Detects SID-History Injection via three branches using Elastic ECS field mappings: (1) Windows Security Events 4765 (SID History added successfully) and 4766 (failed attempt), fired by the Domain Controller when sIDHistory is manipulated — requires Account Management audit policy; (2) Event 4662 filtered on winlog.event_data.Properties containing 'sIDHistory', capturing LDAP-layer attribute writes — requires Directory Service Access auditing and SACL on the domain NC; (3) Process creation events matching Mimikatz binary name or command-line patterns associated with sid::add, Add-SIDHistory, DCShadow, and PowerShell ADSI manipulation. Branch 3 covers Sysmon Event ID 1 (event.code == '1') and Windows Security Event 4688, both normalized to event.category=process / event.type=start by Elastic Agent.

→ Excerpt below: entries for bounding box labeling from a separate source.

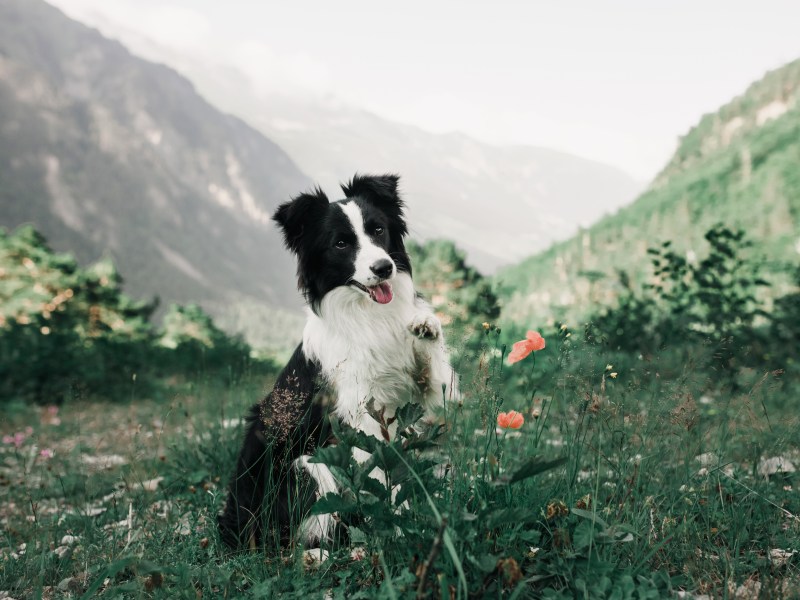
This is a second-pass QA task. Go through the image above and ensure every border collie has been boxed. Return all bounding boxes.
[219,175,455,548]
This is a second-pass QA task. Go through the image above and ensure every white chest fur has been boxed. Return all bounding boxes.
[303,273,451,435]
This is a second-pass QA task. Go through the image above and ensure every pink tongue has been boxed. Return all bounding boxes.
[369,283,392,304]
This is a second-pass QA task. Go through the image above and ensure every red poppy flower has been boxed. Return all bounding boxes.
[497,410,525,429]
[508,331,544,365]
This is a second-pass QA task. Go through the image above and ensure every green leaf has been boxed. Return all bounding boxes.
[495,457,567,485]
[310,492,358,515]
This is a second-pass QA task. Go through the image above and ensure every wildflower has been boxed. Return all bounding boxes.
[3,428,32,448]
[545,500,569,521]
[497,410,525,429]
[508,331,544,365]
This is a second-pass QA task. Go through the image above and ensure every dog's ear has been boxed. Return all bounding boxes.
[342,173,408,235]
[272,188,329,254]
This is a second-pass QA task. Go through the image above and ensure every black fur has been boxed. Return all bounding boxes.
[219,175,411,548]
[219,347,328,548]
[273,175,411,312]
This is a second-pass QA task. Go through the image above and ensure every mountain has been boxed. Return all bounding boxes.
[495,60,800,324]
[253,96,641,272]
[0,0,310,346]
[36,12,642,272]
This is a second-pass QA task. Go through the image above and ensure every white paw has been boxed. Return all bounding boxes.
[303,548,328,569]
[408,313,442,340]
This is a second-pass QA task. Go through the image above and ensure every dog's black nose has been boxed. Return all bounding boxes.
[369,258,394,279]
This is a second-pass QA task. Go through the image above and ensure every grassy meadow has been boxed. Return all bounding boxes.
[0,324,800,598]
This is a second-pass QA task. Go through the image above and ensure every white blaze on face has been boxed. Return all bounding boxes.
[339,202,397,287]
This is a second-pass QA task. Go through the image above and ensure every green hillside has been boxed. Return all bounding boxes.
[495,60,800,322]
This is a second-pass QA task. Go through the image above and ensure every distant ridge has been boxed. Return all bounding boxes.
[495,60,800,322]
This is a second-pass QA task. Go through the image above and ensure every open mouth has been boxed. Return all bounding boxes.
[350,281,394,304]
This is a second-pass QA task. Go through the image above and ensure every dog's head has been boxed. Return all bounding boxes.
[273,175,411,311]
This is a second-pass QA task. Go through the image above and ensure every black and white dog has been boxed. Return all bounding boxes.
[219,175,455,548]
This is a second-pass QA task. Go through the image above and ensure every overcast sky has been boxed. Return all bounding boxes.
[52,0,800,180]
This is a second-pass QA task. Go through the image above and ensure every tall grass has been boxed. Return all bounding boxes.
[0,327,800,599]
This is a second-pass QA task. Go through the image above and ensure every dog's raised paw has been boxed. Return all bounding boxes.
[408,314,442,340]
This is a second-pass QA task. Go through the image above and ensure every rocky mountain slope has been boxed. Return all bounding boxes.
[37,6,642,272]
[0,0,310,342]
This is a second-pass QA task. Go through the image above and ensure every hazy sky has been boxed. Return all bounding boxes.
[52,0,800,180]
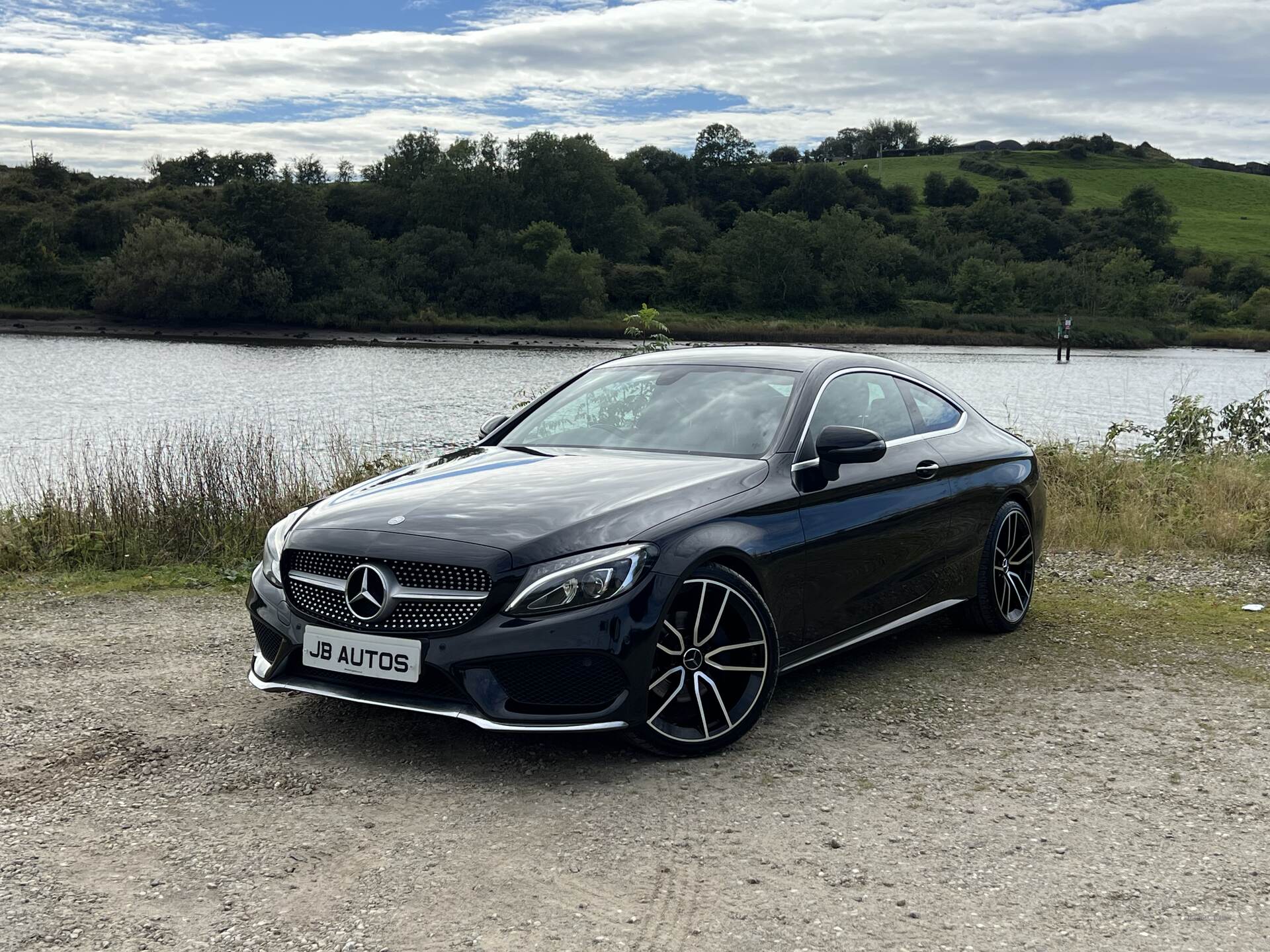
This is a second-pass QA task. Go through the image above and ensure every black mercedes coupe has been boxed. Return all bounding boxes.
[247,346,1045,755]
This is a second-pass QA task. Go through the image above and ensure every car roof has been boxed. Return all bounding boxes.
[607,344,903,372]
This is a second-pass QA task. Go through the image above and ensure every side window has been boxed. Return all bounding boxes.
[804,373,913,456]
[904,381,961,433]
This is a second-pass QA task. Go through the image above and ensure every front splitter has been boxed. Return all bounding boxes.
[246,670,628,734]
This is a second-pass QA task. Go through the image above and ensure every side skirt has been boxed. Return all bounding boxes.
[781,598,966,674]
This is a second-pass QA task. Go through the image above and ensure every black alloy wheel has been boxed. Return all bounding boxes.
[966,500,1037,633]
[630,565,779,756]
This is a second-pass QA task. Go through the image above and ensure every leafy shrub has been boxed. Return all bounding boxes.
[1190,294,1230,326]
[93,218,291,324]
[952,258,1015,313]
[605,264,665,307]
[1230,287,1270,330]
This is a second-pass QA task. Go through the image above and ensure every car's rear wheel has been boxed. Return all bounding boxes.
[965,500,1038,633]
[628,565,779,756]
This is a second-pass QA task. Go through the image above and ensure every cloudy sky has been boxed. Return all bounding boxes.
[0,0,1270,173]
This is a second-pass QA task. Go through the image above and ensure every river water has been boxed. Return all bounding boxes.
[0,334,1270,468]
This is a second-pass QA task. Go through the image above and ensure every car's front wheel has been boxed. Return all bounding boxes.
[965,500,1038,633]
[628,565,779,756]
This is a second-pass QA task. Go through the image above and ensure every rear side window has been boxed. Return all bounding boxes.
[900,381,961,433]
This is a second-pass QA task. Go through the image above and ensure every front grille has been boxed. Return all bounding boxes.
[251,614,284,664]
[283,549,490,635]
[284,548,489,592]
[490,655,626,708]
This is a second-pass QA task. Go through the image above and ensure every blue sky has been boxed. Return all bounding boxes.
[0,0,1270,174]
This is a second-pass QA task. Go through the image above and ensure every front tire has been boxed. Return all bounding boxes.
[965,500,1037,635]
[627,563,780,756]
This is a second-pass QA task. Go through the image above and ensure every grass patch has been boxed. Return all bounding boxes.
[846,151,1270,258]
[0,560,253,595]
[1038,446,1270,555]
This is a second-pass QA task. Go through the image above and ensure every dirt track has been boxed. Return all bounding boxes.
[0,558,1270,952]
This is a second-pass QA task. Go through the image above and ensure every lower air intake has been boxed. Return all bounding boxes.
[251,614,286,664]
[490,654,626,709]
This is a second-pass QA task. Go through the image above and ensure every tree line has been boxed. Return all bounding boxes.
[0,120,1270,327]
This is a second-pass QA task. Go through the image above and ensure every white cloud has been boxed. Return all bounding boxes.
[0,0,1270,173]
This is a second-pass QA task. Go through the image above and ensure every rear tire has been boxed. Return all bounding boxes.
[962,500,1037,635]
[626,563,780,756]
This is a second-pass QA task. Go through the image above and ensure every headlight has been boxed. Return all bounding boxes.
[507,545,657,614]
[261,506,309,589]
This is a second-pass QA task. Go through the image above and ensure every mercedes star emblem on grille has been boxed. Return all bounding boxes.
[344,563,392,622]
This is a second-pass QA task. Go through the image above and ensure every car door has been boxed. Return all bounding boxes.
[795,371,947,643]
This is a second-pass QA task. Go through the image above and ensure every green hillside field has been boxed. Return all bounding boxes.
[846,151,1270,258]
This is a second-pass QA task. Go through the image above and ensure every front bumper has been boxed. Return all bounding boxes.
[246,567,675,733]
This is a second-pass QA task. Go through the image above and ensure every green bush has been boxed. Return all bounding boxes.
[1230,287,1270,330]
[93,218,291,325]
[952,258,1015,313]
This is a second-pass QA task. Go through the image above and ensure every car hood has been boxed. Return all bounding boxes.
[297,447,767,565]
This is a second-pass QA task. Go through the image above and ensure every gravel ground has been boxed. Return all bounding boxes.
[0,556,1270,952]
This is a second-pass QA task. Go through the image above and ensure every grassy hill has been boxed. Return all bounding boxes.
[849,151,1270,258]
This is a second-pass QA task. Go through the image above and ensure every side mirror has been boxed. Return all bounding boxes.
[480,414,507,436]
[816,426,886,467]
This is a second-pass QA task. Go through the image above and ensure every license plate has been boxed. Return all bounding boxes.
[305,625,423,682]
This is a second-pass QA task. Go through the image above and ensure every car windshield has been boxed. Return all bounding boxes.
[500,364,796,457]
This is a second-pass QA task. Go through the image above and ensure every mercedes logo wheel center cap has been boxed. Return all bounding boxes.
[344,563,394,622]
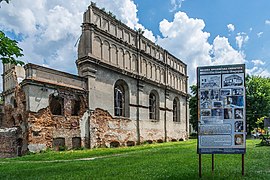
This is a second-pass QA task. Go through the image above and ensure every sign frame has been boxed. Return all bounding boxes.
[197,64,246,154]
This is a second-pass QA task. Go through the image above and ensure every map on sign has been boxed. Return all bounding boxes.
[197,64,246,154]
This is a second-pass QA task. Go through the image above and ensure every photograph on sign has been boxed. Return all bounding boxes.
[198,64,246,154]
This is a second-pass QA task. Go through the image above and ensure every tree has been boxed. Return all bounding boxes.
[0,0,24,65]
[246,76,270,134]
[189,85,198,132]
[0,31,24,65]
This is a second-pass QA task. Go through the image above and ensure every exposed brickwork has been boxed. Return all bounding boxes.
[0,128,21,158]
[90,108,136,147]
[28,92,86,149]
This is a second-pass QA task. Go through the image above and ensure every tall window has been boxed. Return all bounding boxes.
[50,95,64,115]
[149,92,159,120]
[114,80,129,117]
[173,98,180,122]
[114,85,125,116]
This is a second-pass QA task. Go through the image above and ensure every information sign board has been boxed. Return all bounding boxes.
[197,64,246,154]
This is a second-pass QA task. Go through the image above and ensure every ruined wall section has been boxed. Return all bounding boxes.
[0,127,21,158]
[90,108,137,148]
[28,89,87,152]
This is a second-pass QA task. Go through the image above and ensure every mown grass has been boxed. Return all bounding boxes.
[0,140,270,179]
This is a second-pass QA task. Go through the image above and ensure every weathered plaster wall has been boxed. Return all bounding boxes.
[90,108,136,148]
[0,127,21,158]
[28,89,87,152]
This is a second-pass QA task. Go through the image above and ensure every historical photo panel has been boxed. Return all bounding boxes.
[200,75,221,89]
[222,73,244,88]
[198,65,246,154]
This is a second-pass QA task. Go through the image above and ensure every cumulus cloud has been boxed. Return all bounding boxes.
[257,32,263,38]
[0,0,155,73]
[251,59,265,66]
[170,0,185,12]
[264,19,270,25]
[235,32,249,49]
[227,24,235,32]
[157,12,212,83]
[212,36,245,64]
[157,12,245,84]
[0,0,255,90]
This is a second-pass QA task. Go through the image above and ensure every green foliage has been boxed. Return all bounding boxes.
[0,0,9,3]
[256,116,266,129]
[0,31,24,65]
[0,140,270,179]
[189,85,198,132]
[246,76,270,133]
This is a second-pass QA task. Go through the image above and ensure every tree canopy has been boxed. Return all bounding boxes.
[246,76,270,133]
[189,76,270,134]
[0,31,24,65]
[189,85,198,132]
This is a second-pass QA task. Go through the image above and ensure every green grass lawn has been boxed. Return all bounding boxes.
[0,140,270,180]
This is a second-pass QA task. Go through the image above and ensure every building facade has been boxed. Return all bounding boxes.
[0,3,189,158]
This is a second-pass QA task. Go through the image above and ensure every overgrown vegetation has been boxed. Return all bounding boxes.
[189,76,270,134]
[0,140,270,179]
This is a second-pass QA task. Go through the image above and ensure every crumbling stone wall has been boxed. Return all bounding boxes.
[90,108,187,148]
[0,127,22,158]
[2,85,28,154]
[28,89,87,152]
[90,108,137,147]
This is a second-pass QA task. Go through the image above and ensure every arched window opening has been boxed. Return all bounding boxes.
[114,85,125,116]
[114,80,129,117]
[50,95,64,115]
[149,92,159,120]
[173,98,180,122]
[71,100,81,116]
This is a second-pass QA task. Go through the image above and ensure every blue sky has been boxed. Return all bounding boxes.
[0,0,270,89]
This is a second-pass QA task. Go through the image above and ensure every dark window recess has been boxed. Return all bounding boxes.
[17,138,23,156]
[10,96,18,108]
[149,93,157,119]
[114,85,125,116]
[71,100,81,116]
[18,114,23,122]
[173,98,180,122]
[72,137,82,149]
[33,131,40,136]
[13,99,18,108]
[53,137,65,150]
[50,95,64,115]
[11,116,16,126]
[110,141,120,148]
[127,141,135,146]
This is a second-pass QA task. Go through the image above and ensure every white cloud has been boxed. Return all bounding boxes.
[157,12,245,84]
[246,66,270,77]
[251,59,265,66]
[0,0,155,76]
[264,20,270,25]
[257,32,263,38]
[170,0,185,12]
[0,0,253,90]
[157,12,212,83]
[212,36,245,64]
[227,24,235,32]
[235,32,249,49]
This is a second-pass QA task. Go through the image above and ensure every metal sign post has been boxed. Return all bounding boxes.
[197,64,246,177]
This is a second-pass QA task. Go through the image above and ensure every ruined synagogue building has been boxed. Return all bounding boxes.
[0,3,189,157]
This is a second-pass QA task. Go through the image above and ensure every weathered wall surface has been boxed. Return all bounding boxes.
[28,89,87,152]
[90,109,136,148]
[0,127,21,158]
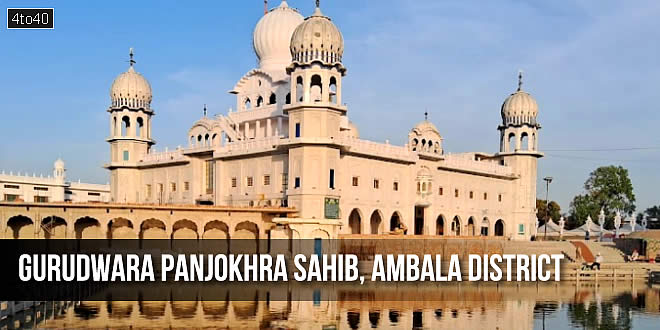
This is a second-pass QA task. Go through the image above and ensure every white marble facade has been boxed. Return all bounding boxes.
[0,159,110,203]
[106,1,542,239]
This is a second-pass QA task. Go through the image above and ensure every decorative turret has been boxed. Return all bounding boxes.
[498,71,541,153]
[53,158,66,184]
[106,48,156,202]
[408,112,443,155]
[287,1,346,106]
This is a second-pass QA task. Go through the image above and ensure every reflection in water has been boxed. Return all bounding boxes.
[6,282,660,329]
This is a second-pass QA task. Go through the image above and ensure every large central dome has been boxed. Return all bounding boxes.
[253,1,304,71]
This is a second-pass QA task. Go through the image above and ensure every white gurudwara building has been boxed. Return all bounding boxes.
[105,1,542,240]
[0,158,110,203]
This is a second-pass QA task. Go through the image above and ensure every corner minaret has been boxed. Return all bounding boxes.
[283,2,348,221]
[497,71,541,154]
[105,48,155,202]
[285,2,346,124]
[497,72,543,239]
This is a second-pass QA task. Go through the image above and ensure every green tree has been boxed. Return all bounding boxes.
[568,166,635,229]
[536,199,561,226]
[637,205,660,229]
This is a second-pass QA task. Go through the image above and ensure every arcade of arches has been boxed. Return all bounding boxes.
[0,203,294,240]
[346,208,508,236]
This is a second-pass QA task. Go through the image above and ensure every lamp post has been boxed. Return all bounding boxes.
[543,176,552,241]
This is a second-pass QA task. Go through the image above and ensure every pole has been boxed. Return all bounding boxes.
[543,180,550,241]
[543,176,552,241]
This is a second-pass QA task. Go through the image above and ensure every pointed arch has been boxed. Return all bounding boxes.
[435,214,445,236]
[348,209,362,234]
[390,211,407,234]
[41,216,67,239]
[309,74,323,102]
[5,215,34,239]
[73,217,104,239]
[507,132,516,152]
[107,218,136,239]
[451,215,461,236]
[494,219,505,236]
[369,210,383,235]
[138,218,168,239]
[171,219,199,239]
[520,132,532,150]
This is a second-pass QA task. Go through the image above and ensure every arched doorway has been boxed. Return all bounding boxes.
[200,220,229,253]
[235,221,259,254]
[107,218,136,239]
[369,210,383,235]
[5,215,34,239]
[139,219,168,239]
[481,217,490,236]
[435,214,445,236]
[41,216,66,238]
[390,211,406,234]
[415,206,426,235]
[467,217,477,236]
[73,217,104,239]
[451,216,461,236]
[348,209,362,235]
[495,219,504,236]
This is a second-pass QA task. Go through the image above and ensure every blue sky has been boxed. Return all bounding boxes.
[0,0,660,211]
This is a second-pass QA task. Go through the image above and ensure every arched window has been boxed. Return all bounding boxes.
[508,133,516,152]
[520,132,532,150]
[435,215,445,236]
[137,117,144,137]
[309,74,323,102]
[495,219,504,236]
[121,116,131,136]
[296,77,303,102]
[329,77,337,103]
[451,216,461,236]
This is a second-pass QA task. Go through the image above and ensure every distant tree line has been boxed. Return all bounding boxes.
[536,166,660,230]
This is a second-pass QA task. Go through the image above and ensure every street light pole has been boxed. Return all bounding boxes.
[543,176,552,241]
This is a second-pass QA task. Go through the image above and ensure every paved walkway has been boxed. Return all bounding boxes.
[571,241,596,263]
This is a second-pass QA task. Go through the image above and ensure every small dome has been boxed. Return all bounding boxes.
[252,1,303,70]
[110,50,152,109]
[408,120,443,154]
[502,75,539,126]
[413,120,440,135]
[291,7,344,65]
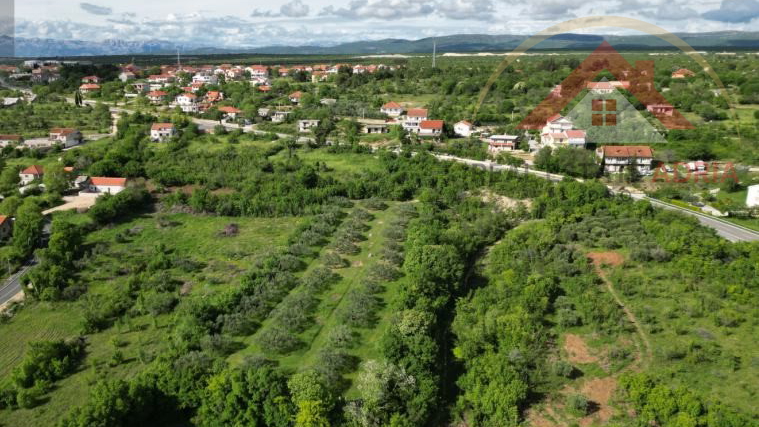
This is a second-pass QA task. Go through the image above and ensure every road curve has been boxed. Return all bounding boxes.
[433,154,759,242]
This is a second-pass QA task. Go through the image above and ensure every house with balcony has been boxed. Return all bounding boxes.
[380,102,403,117]
[596,145,654,175]
[402,108,429,133]
[298,120,320,133]
[49,128,83,148]
[150,123,177,142]
[487,135,519,156]
[419,120,445,138]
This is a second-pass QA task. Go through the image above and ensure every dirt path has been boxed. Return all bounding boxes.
[588,252,653,365]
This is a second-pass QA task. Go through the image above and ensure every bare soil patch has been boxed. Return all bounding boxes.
[588,252,625,268]
[564,334,599,364]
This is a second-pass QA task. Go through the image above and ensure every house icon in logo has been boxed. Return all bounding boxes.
[519,42,694,129]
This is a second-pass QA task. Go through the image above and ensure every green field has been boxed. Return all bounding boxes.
[0,213,301,427]
[229,203,410,397]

Privileged SID detection (S-1-5-21-*-512/-519/-518) should be evaluated in a subsequent enrichment step using the winlog.event_data.SidHistory field.

Data Sources

Windows Security Event Log via Elastic Agent (logs-windows.security-*) or Winlogbeat (winlogbeat-*)Endpoint process telemetry via Elastic Defend or Sysmon + Winlogbeat (logs-endpoint.events.process-*)

Required Tables

logs-windows.security-*winlogbeat-*logs-endpoint.events.process-*

False Positives & Tuning

  • Active Directory Migration Tool (ADMT) running during authorized inter-domain or inter-forest migrations — generates Event 4765 for every account processed; correlate SubjectUserName against known migration service accounts and active change tickets
  • Quest Migration Manager, Binary Tree ADConnect, or similar enterprise directory consolidation tools that write sIDHistory for cross-domain resource access continuity — these generate Event 4662 with sIDHistory in Properties at scale during project windows
  • Authorized red team or penetration testing exercises simulating T1134.005 via Mimikatz or PowerShell ADSI — validate process.name, host.name, and timing against approved assessment scope and maintenance windows in your ITSM
Download portable Sigma rule (.yml)

Other platforms for T1134.005

Microsoft Sentinel (KQL) Splunk (SPL) IBM QRadar (QRadar) Sumo Logic CSE (Sumo) Google Chronicle (YARA-L) CrowdStrike LogScale (LogScale) All platforms (combined) →

Testing Methodology

Validate this detection against 4 adversary techniques from Atomic Red Team. Each test below lists the behaviour to exercise and the telemetry you should expect to see. Executable commands and cleanup steps are available with Pro.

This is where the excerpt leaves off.